The subspine or anterior inferior iliac spine (AIIS) is a bony process located on the wing of the ilium (upper, large, flat and cup-shaped bone of the hip bone). It lies deep under the soft tissues where the ilium slopes towards the hip joint. The subspine is divided into three types:
- Type I: The ilium wall is smooth and does not consist of a bony process between the subspine and rim of the hip socket.
- Type II: Bony processes extend from the lower area of the subspine to the rim of the socket.
- Type III: The subspine has a downward spur-like appearance, extending below the rim of the hip socket.
The shape of the AIIS correlates with the range of motion of the hip and any bony outgrowth can cause the bones to painfully rub against each other (impingement). Hip impingements were generally thought to be a cause of abnormal growths in the bones that make up the ball and socket joint of the hip, namely the femur (thigh bone) and the acetabulum (socket of the hip bone). It is now seen that even bone structures apart from the joint can lead to impingement. Subspineimpingement as seen with type II and type III shapes of the subspine is a critical condition that causes the decrease in internal rotation and hip flexion (upward lifting of the knee), thereby requiring correction.
Subspine impingement is caused when the prominent region of the subspine impinges on the neck of the thigh bone (femur) during hip flexion.
Patients with subspine impingement generally face the following problems:
- Inflammation of the synovial membrane (joint lining)
- Limited movement of the hip
Subspine impingement can further lead to the following complications:
- Labral ecchymosis, which is bruising underneath the labrum (tissue lining hip socket)
- Build-up of bone near the rim of the hip socket
- Calcium deposits within the rectus muscle in the hip region
Your doctor will discuss the symptoms and conduct a physical examination of your hip. An impingement test will be conducted by moving your knee towards your chest and rotating it towards your opposite shoulder. Impingement is confirmed if you experience hip pain.

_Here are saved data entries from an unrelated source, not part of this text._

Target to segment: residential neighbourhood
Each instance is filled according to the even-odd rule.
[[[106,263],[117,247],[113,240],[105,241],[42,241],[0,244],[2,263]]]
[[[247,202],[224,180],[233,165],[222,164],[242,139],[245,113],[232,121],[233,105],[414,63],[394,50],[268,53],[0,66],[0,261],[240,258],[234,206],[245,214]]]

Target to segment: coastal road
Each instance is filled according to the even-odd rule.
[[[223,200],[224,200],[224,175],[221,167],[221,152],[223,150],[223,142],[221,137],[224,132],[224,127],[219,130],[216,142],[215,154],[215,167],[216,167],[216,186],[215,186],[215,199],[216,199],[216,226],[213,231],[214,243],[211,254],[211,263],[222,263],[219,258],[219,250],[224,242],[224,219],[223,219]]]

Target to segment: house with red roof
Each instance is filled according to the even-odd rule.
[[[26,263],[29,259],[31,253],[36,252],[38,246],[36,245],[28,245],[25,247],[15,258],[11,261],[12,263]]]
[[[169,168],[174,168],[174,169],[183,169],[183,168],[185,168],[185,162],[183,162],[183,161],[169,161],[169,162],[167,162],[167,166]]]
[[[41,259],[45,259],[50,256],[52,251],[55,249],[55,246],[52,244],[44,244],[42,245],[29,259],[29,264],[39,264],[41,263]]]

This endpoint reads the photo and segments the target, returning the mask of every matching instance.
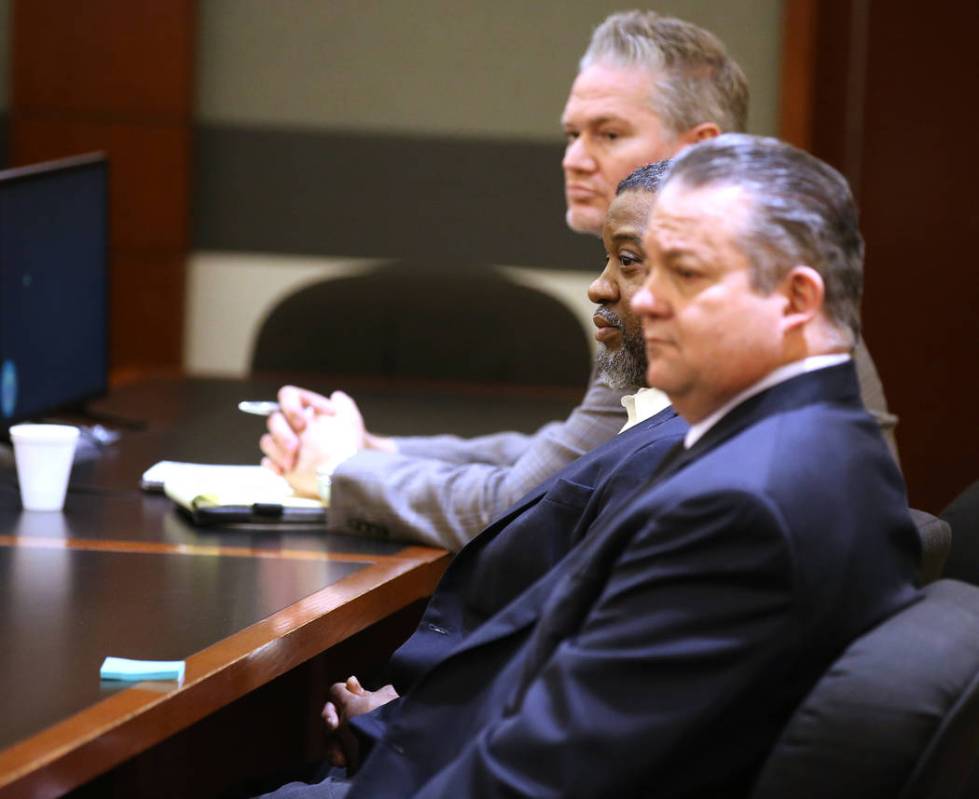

Your doctor may also order imaging tests such as X-rays, computed tomography (CT) scans or magnetic resonance imaging (MRI) to confirm the bony deformity.
Treatment options depend on the extent of impingement and the occurrence of deformity. Subspine impingement is treated with an arthroscopic decompression technique (minimal invasive surgery using a small camera and a lighted device) or as an open decompression. If an avulsion fracture is involved, where a part of the bone from the subspine gets detached along with a muscle and tendon tear, it is surgically excised during an open surgery.